Oil and gas revenues from the Russian Federation amounted to approximately RUB520bn ($6.45bn) in November, marking a decline of nearly 35% compared to the previous year. This drop follows a prolonged downward trend in hydrocarbon income, driven by sustained pressure on Russian crude prices and a stronger rouble, both of which directly impact fiscal returns.
Declining prices and an unfavourable exchange rate
During the first eleven months of the year, the average price of Russian crude stood around $57/bbl, compared to over $68 during the same period last year. At the same time, the rouble appreciated, with an average rate of approximately RUB81/USD versus around RUB92 the previous year. This currency shift reduces the rouble value of dollar-denominated exports, thereby narrowing the taxable base. Russia’s fiscal structure, which includes tax brackets indexed to oil prices, amplifies this downward movement.
Rosneft and Lukoil at the centre of new US sanctions
The sanctions imposed in October by the US Office of Foreign Assets Control (OFAC) on Rosneft and Lukoil target entities representing about half of Russian oil production. By focusing on the companies themselves rather than maritime or logistical services, the measures create legal risks for international buyers and financial partners. Some general licences still allow limited operations, but confirm Washington’s intent to restrict Kremlin access to foreign currency revenues.
Budgetary impact and internal financing constraints
The federal deficit reached RUB3.8tn over the first nine months of the year, as cumulative oil and gas revenues significantly underperformed against initial projections. With defence spending accounting for approximately 32% of the federal budget, the government has little room to cut other expenditures. Use of the National Wealth Fund is increasing, although repeated withdrawals weaken its ability to support the economy over the medium term without sufficient replenishment.
Reconfigured oil flows and logistical pressures
In response to Western restrictions, Russia has intensified efforts to redirect cargoes to Asian markets, especially India, by offering steep discounts. This strategy has heightened logistical pressure, with an increased risk of maritime congestion and temporary offshore storage. At the same time, Middle Eastern producers and US exporters are securing long-term contracts with buyers seeking to reduce exposure to sanction-related risks.

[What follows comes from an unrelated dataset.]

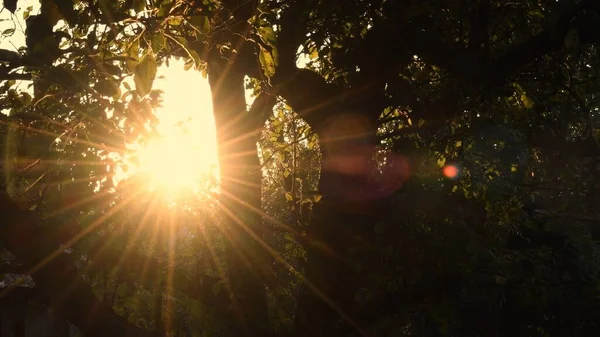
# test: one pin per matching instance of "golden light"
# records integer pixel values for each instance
(184, 157)
(451, 171)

Budget contribution becomes core to geopolitical contest
While Russian export volumes remain stable, their net contribution to the federal budget is now the central lever in the ongoing economic confrontation. The persistent discount between Urals and Brent reflects the cumulative impact of the G7 price cap and targeted sanctions on major Russian companies. This mechanism reduces per-barrel income, shifting the conflict towards a slow erosion of Moscow’s fiscal capacity.